Hello~. 2019/12/23 It's before Christmas. Today I would like to touch on the Scatter matrix.
scatter matrix ・ ・ ・ A diagram used to roughly see what kind of correlation each data has.
API
pandas.plotting.scatter_matrix(frame, alpha=0.5, figsize=None, ax=None, grid=False, diagonal='hist', marker='.', density_kwds=None, hist_kwds=None, range_padding=0.05, **kwds) Official documentation
Quoted from Machine learning starting with Python.
sample.py
import pandas as pd
import matplotlib.pyplot as plt
from sklearn.datasets import load_iris
from sklearn.model_selection import train_test_split
import mglearn
iris = load_iris()
X_train, X_test, y_train, y_test = train_test_split(
iris['data'], iris['target'], random_state=0
)
fig, ax = plt.subplots()
iris_dataframe = pd.DataFrame(X_train, columns=iris.feature_names)
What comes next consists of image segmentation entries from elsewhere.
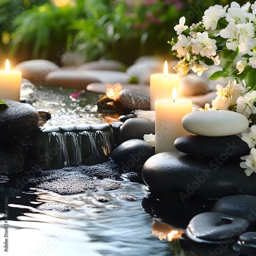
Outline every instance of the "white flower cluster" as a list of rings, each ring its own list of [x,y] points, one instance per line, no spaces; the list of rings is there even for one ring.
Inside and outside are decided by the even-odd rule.
[[[246,111],[250,112],[244,103],[244,98],[248,95],[247,94],[245,95],[247,90],[245,84],[237,83],[237,80],[234,80],[232,83],[229,81],[225,87],[217,84],[216,88],[217,96],[211,101],[212,107],[209,108],[209,104],[206,103],[204,109],[199,109],[199,110],[236,111],[246,115],[247,117],[249,117],[251,113],[245,114]]]
[[[256,114],[256,91],[246,92],[245,84],[237,83],[236,80],[232,83],[229,81],[225,87],[217,84],[217,96],[211,102],[212,107],[210,108],[210,104],[206,103],[204,109],[199,110],[236,111],[248,118],[251,124],[250,118]],[[241,157],[245,161],[240,163],[240,166],[245,168],[245,174],[249,176],[252,173],[256,173],[256,124],[251,125],[242,133],[241,138],[251,148],[250,155]]]
[[[245,161],[240,163],[240,166],[245,168],[245,174],[249,176],[252,173],[256,173],[256,124],[252,124],[250,120],[256,114],[256,91],[247,92],[245,84],[237,83],[236,80],[232,83],[229,81],[225,87],[217,84],[217,96],[211,102],[212,107],[210,108],[210,104],[206,103],[204,109],[199,110],[236,111],[249,119],[251,126],[241,133],[241,138],[247,143],[251,151],[250,155],[241,158]]]
[[[219,65],[217,53],[223,46],[228,50],[236,51],[238,49],[241,55],[250,55],[248,61],[238,62],[238,74],[248,66],[256,68],[256,2],[242,7],[234,2],[228,7],[211,6],[204,12],[202,21],[190,27],[185,25],[184,17],[180,19],[179,24],[174,27],[178,41],[175,44],[173,39],[169,42],[180,59],[175,68],[180,75],[192,70],[200,76],[209,66]]]

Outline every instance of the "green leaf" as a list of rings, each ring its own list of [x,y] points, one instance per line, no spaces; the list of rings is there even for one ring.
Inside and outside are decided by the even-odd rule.
[[[252,70],[248,76],[248,83],[251,89],[255,90],[256,87],[256,76],[254,72]]]
[[[242,80],[244,79],[245,77],[248,75],[248,74],[250,73],[251,72],[253,71],[253,69],[252,69],[250,67],[246,67],[243,72],[240,74],[239,75],[238,75],[238,73],[239,73],[238,70],[236,69],[233,71],[233,73],[232,73],[232,75],[238,76],[239,77],[241,81]],[[254,71],[255,72],[255,71]]]
[[[217,80],[222,77],[227,76],[226,75],[225,76],[225,73],[226,73],[226,72],[224,71],[217,71],[214,73],[214,74],[209,77],[209,80]]]
[[[0,99],[0,110],[4,110],[8,107],[7,103]]]

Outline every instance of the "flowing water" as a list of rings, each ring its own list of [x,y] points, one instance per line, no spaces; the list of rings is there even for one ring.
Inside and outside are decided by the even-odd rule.
[[[34,91],[30,89],[27,88],[26,93],[29,93],[34,106],[52,114],[52,119],[46,126],[118,121],[116,117],[107,116],[95,111],[93,102],[99,98],[98,95],[91,94],[89,97],[84,93],[80,100],[72,100],[69,95],[75,92],[74,90],[46,90],[43,87]],[[75,148],[79,147],[81,138],[87,132],[81,132],[79,135],[72,133],[52,133],[45,135],[49,141],[55,140],[60,144],[66,141],[68,137],[72,140],[72,149],[62,146],[62,158],[60,157],[64,165],[78,165],[82,162],[80,153]],[[106,136],[100,132],[97,135]],[[110,150],[108,145],[106,143],[104,145],[105,151]],[[71,150],[73,157],[68,159],[65,150]],[[97,152],[94,152],[93,155],[96,157]],[[30,173],[27,174],[30,177]],[[70,195],[31,187],[28,177],[27,179],[12,178],[11,185],[7,185],[9,183],[4,176],[0,182],[1,255],[5,255],[7,251],[8,254],[6,255],[11,256],[189,255],[180,248],[178,239],[172,242],[167,241],[175,236],[172,234],[173,231],[169,231],[171,227],[158,222],[159,220],[142,209],[141,202],[147,192],[146,187],[140,183],[131,182],[124,176],[118,180],[119,188],[88,190]],[[67,178],[67,187],[70,182]],[[131,195],[137,200],[121,200],[119,196],[123,194]],[[105,203],[95,201],[95,198],[99,196],[106,197],[111,201]],[[58,206],[53,208],[39,207],[46,203]],[[159,225],[163,225],[163,231]],[[182,230],[174,232],[174,234],[182,233]]]

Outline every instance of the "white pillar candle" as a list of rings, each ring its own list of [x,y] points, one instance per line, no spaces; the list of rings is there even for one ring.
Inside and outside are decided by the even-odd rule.
[[[174,141],[190,134],[183,127],[181,120],[191,112],[192,101],[188,99],[173,98],[156,101],[156,154],[177,151]]]
[[[153,74],[150,77],[150,110],[155,110],[158,99],[172,97],[173,89],[179,91],[180,78],[178,74],[168,74],[167,61],[164,62],[163,74]]]
[[[0,98],[19,102],[22,72],[10,70],[10,64],[7,59],[6,70],[0,70]]]

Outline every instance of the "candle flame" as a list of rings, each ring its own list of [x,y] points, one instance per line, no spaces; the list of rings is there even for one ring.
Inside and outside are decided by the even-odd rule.
[[[166,60],[164,62],[164,65],[163,66],[163,73],[165,75],[165,76],[167,76],[168,75],[168,64]]]
[[[173,100],[174,101],[174,102],[175,101],[175,99],[177,98],[177,88],[175,87],[173,90]]]
[[[6,60],[6,62],[5,62],[5,70],[7,73],[10,71],[10,62],[8,59]]]

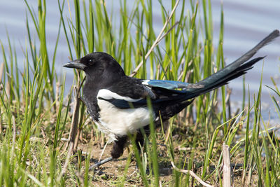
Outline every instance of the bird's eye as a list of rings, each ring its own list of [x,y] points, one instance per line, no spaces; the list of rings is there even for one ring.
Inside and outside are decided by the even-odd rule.
[[[94,62],[93,62],[92,59],[88,60],[88,62],[90,66],[93,65],[93,64],[94,64]]]

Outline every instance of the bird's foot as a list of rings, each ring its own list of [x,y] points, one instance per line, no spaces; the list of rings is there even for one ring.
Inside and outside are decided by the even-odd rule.
[[[101,166],[101,165],[104,165],[104,164],[105,164],[105,163],[106,163],[108,162],[110,162],[112,160],[113,160],[113,157],[109,157],[109,158],[106,158],[106,159],[104,159],[103,160],[101,160],[100,162],[98,162],[97,163],[95,163],[94,165],[90,166],[89,170],[90,171],[90,170],[95,170],[95,169],[97,167],[99,167],[99,166]]]

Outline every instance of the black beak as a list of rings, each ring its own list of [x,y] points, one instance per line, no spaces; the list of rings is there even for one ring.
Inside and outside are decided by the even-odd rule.
[[[66,63],[63,65],[64,67],[69,67],[69,68],[76,68],[78,69],[85,70],[86,65],[80,63],[80,60],[75,60],[74,61],[69,62]]]

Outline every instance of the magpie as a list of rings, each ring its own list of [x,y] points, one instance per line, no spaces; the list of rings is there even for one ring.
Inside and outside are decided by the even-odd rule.
[[[114,142],[111,157],[91,169],[121,156],[130,133],[136,133],[136,145],[143,145],[144,134],[139,130],[143,127],[148,135],[148,99],[153,109],[151,117],[155,124],[160,124],[161,120],[168,120],[190,104],[195,97],[244,74],[265,57],[248,60],[279,36],[279,30],[273,31],[237,60],[197,83],[127,76],[113,57],[102,52],[94,52],[65,64],[64,67],[85,71],[83,100],[88,112],[99,130],[110,138],[109,141]]]

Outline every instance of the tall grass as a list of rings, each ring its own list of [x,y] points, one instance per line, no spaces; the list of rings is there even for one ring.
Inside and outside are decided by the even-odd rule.
[[[192,170],[208,183],[222,185],[220,153],[223,142],[230,147],[233,165],[241,165],[241,176],[237,174],[238,168],[234,170],[236,186],[279,186],[280,168],[275,165],[279,160],[279,140],[269,124],[262,120],[261,86],[253,103],[249,100],[248,106],[242,106],[242,112],[232,118],[232,113],[227,116],[227,93],[223,87],[200,96],[186,110],[170,119],[167,127],[162,123],[162,129],[155,130],[151,121],[150,138],[146,137],[146,152],[140,154],[136,145],[132,144],[133,151],[127,156],[123,172],[115,173],[115,178],[102,179],[90,172],[92,154],[85,155],[80,151],[76,154],[78,163],[75,157],[71,158],[64,173],[62,165],[66,155],[64,148],[66,142],[64,140],[67,138],[72,117],[69,112],[72,91],[64,90],[65,78],[58,76],[55,71],[55,66],[59,65],[55,63],[59,41],[66,41],[71,60],[92,51],[104,51],[114,57],[127,75],[143,61],[143,66],[135,75],[136,78],[195,83],[213,74],[215,68],[225,66],[223,7],[217,45],[213,43],[211,1],[182,1],[164,30],[162,40],[146,59],[145,55],[158,34],[155,25],[158,27],[159,23],[153,16],[153,6],[158,4],[160,8],[157,11],[161,13],[163,25],[176,3],[175,0],[172,0],[170,7],[163,1],[134,1],[130,10],[130,1],[120,1],[117,18],[116,11],[108,12],[106,4],[115,6],[115,2],[57,1],[60,20],[52,54],[46,33],[48,2],[39,0],[37,5],[24,2],[28,36],[22,69],[18,69],[17,53],[8,31],[8,48],[4,48],[1,42],[4,62],[0,66],[1,186],[88,186],[104,180],[113,186],[125,186],[130,180],[136,181],[135,185],[146,186],[198,184],[189,174],[176,170],[172,170],[172,174],[161,176],[162,168],[171,169],[170,161],[178,167]],[[34,31],[30,25],[34,26]],[[214,47],[216,46],[217,49]],[[74,84],[80,85],[84,74],[74,73]],[[273,90],[280,96],[276,84]],[[217,105],[218,95],[222,98],[221,111]],[[272,99],[280,116],[279,98],[272,96]],[[253,120],[251,120],[252,113]],[[104,137],[88,117],[82,104],[78,119],[82,137],[88,140],[83,134],[93,132],[91,143],[86,144],[102,141]],[[261,124],[264,124],[264,128]],[[246,129],[242,128],[243,125]],[[178,134],[181,138],[174,138]],[[237,134],[241,138],[237,140]],[[165,144],[165,157],[158,156],[162,150],[157,144]],[[134,158],[139,172],[136,176],[130,178],[129,168]]]

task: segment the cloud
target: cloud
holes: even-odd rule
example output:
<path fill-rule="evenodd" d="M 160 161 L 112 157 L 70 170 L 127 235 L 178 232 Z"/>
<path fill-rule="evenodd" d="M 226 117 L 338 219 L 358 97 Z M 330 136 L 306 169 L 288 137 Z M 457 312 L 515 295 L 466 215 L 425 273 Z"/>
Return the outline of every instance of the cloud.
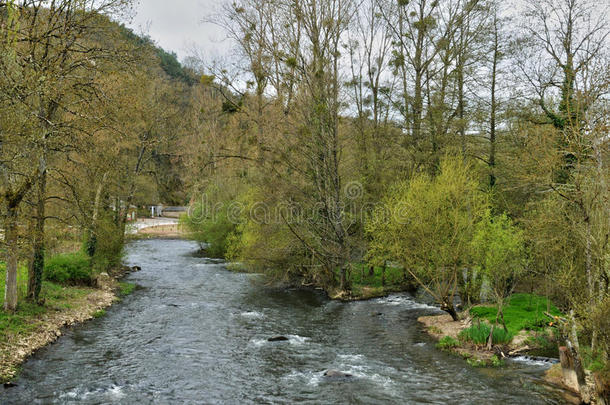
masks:
<path fill-rule="evenodd" d="M 140 0 L 127 26 L 149 35 L 181 60 L 192 54 L 193 47 L 212 60 L 225 56 L 230 48 L 220 27 L 202 22 L 220 6 L 221 2 L 214 0 Z"/>

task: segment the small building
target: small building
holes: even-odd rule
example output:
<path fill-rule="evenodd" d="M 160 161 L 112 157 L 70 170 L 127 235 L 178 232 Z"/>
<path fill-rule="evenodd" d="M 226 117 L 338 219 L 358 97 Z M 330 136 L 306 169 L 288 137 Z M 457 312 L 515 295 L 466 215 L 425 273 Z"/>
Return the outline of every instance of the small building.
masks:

grr = pd.scatter_matrix(iris_dataframe, c=y_train, figsize=(15, 15),
ax=ax, marker='o', hist_kwds ={'bins': 20}, s = 60,
alpha=0.8, cmap=mglearn.cm3)
plt.show()
beautiful. To briefly explain, it is basically a matrix of graphs, and the combination of x and y depends on the elements of the matrix. Individual histograms (bin: 20) are drawn diagonally.
scatter_matcix is a function for plotting the combinations of features that can be combined for all variables. However, note that this method may not allow you to see interesting aspects of the data because you cannot see all the features at the same time.
For the time being, it may be the best way to inspect the data.